Article Directory
1. Introduction to the official website
torch.distributed.all_gather() official website link
all_gather(tensor_list,tensor,group=None,async_op=False):
Each element of tensor_list represents the data of each rank, and tensor represents the tensor data in each process. The dimension of each component of tensor_list must be the same as the dimension of each rank in the corresponding tensor parameter.
Official website source code:
def all_gather(tensor_list,
tensor,
group=None,
async_op=False):
"""
Gathers tensors from the whole group in a list.
Complex tensors are supported.
Args:
tensor_list (list[Tensor]): Output list. It should contain
correctly-sized tensors to be used for output of the collective.
tensor (Tensor): Tensor to be broadcast from current process.
group (ProcessGroup, optional): The process group to work on.

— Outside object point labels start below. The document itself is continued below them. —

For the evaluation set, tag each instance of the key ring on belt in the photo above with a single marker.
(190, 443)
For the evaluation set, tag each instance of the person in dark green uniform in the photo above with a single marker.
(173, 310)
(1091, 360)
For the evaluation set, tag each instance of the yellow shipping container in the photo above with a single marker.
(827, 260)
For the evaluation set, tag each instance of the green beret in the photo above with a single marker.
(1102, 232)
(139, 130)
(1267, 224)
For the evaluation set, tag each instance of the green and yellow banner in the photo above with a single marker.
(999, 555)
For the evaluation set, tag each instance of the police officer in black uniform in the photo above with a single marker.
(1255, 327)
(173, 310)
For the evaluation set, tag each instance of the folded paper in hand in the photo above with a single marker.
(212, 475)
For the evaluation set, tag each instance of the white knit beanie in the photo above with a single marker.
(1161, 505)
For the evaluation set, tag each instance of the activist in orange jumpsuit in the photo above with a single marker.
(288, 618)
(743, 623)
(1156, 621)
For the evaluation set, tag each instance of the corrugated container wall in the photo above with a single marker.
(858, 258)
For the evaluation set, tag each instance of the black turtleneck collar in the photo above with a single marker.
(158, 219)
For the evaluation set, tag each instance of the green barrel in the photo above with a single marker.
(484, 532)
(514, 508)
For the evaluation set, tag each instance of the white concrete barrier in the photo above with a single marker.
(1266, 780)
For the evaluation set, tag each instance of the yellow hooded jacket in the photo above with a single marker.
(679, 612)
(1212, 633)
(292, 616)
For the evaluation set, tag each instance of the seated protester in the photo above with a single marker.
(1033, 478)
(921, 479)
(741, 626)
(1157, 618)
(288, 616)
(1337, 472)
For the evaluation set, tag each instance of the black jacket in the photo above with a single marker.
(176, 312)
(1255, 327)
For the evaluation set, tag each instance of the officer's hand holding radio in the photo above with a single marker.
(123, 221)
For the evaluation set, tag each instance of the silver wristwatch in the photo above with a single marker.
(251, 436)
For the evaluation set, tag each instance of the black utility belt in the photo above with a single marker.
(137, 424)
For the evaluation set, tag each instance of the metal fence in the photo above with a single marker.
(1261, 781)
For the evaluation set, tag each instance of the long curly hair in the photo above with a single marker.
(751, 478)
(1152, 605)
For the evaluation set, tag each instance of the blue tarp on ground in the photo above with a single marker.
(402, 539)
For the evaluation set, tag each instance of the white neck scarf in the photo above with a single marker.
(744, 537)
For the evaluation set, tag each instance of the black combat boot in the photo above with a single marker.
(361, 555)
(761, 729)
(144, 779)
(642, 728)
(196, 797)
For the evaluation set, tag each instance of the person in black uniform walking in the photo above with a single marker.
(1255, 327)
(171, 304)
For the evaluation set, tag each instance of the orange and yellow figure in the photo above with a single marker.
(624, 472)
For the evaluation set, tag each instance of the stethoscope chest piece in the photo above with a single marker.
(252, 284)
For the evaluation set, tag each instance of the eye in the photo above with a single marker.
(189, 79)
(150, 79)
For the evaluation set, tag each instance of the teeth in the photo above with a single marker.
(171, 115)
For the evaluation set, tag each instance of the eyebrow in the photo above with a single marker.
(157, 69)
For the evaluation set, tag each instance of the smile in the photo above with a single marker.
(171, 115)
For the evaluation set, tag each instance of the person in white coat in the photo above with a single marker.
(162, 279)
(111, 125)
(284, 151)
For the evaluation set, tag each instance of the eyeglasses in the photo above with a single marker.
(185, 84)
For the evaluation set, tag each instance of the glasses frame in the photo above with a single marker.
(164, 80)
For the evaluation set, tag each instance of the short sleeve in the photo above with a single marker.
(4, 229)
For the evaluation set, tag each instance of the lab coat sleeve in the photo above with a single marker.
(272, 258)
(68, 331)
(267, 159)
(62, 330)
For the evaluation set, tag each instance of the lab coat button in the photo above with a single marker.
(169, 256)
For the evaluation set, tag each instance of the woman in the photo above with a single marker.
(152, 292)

If None,
the default process group will be used.
async_op (bool, optional): Whether this op should be an async op
Returns:
Async work handle, if async_op is set to True.
None, if not async_op or if not part of the group
Examples:
>>> # All tensors below are of torch.int64 dtype.
>>> # We have 2 process groups, 2 ranks.
>>> tensor_list = [torch.zero(2, dtype=torch.int64) for _ in range(2)]
>>> tensor_list
[tensor([0, 0]), tensor([0, 0])] # Rank 0 and 1
>>> tensor = torch.arange(2, dtype=torch.int64) + 1 + 2 * rank
>>> tensor
tensor([1, 2]) # Rank 0
tensor([3, 4]) # Rank 1
>>> dist.all_gather(tensor_list, tensor)
>>> tensor_list
[tensor([1, 2]), tensor([3, 4])] # Rank 0
[tensor([1, 2]), tensor([3, 4])] # Rank 1
>>> # All tensors below are of torch.cfloat dtype.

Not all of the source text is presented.